Il martello brandito da Joe urla in questo senso un nemmeno troppo recondito desiderio di morte, come a volersi mettere su un piano svantaggiato, come a non rischiare costantemente di sopravvivere. Il montaggio a sua volta martella, specie nella seconda parte del film, prendendo il posto di quelle anime perse, il sicario e la ragazzina, che ormai non hanno più nulla da dare. Picchia ripetutamente, togliendoci da davanti le immagini più crude e sorprendenti dopo pochi attimi, rimanendo nervosamente immobile invece innanzi agli innaturali attimi di calma. Succede questo quando Ramsay sceglie di enfatizzare il sodalizio fra vittime, sdraiando il suo personaggio principale accanto all’assassino della madre. A questo punto i momenti intimamente kitsch iniziano a sommarsi, perché nel “traboccare” elevato a chiave filmica fanno capolino anche il rapporto patetico con la figura materna e una redenzione impossibile che contrasta con questo mondo di vizi e peccato fine a se stesso a tinte un po’ sbiadite, scevro da connotazioni sociali, sempre presenti nel sottotesto di We need to talk about Kevin (ben inserite) o Morvern Callar (con risultati opposti).

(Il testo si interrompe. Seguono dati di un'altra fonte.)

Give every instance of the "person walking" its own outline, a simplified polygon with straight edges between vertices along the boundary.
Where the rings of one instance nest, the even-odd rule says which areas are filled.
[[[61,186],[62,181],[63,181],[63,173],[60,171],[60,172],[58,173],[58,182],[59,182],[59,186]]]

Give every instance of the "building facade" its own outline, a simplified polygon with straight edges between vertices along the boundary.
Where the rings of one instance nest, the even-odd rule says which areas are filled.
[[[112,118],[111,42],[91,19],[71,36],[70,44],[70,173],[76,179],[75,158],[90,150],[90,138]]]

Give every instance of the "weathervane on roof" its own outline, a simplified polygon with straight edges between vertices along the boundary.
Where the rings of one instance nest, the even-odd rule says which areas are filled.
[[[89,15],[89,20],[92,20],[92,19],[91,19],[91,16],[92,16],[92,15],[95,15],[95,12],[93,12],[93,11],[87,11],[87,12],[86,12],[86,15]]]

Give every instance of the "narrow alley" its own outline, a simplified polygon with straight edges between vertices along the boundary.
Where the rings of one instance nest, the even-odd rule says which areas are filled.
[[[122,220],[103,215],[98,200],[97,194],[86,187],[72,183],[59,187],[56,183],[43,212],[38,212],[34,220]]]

La nostra purtroppo non riesce a emanciparsi da quello psicologismo pasticciato ormai onnipresente in America e da una critica benaltrista a un sistema marcio ma comunque sempre visto attraverso i crismi della responsabilità individuale, e in ciò consiste la zavorra che frena l’ascesa di You were never really here verso un cinema capace di riflettere a pieno sulla propria natura. Rimane una grande prova, seppur inferiore sia al già citato We need to talk about Kevin e al mai superato esordio Ratcatcher. Lynne Ramsay è anche in parte consapevole dei limiti della sua opera quarta, del fatto che non può ambire a soddisfare appieno le sue promesse totalizzanti, ecco perché con il finale ci spiazza completamente, dando vita alle ragioni per cui questo film vale veramente la pena di almeno una visione.
Dopo quel tentativo di suicidio che introduce la climax finale, tutto si rarefa, la rinascita non avviene, non c’è un risollevarsi celebrativo in reazione alla sofferenza subita che fa molto USA, nulla di nulla. Anzi, di fatto in quegli ultimi vibranti venti minuti non succede quasi niente dal punto di vista scenico. L’ultima forte scelta registica di Ramsay ribalta ulteriormente la chiave estetica, sradicando la violenza dalla mdp dandola per scontata e coronando la sequenza con uno stacco disorientante capace di regalare una grottesca chiusa a schiaffo, con ogni cosa che va a riassumersi nel fastidioso raschio di una cannuccia di plastica sul fondo di un bicchiere. Si rende impossibile inoltre sorvolare sul fatto che per la prima volta Lynne Ramsay ritorna in patria dalla Francia con due riconoscimenti, ovvero la miglior interpretazione maschile per Joaquin Phoenix, che ci dice che ogni tanto le giurie riescono ad assegnare un premio secondo merito, e il Prix du scénario, che invece ci ricorda che anche quando questo avviene, avviene per caso.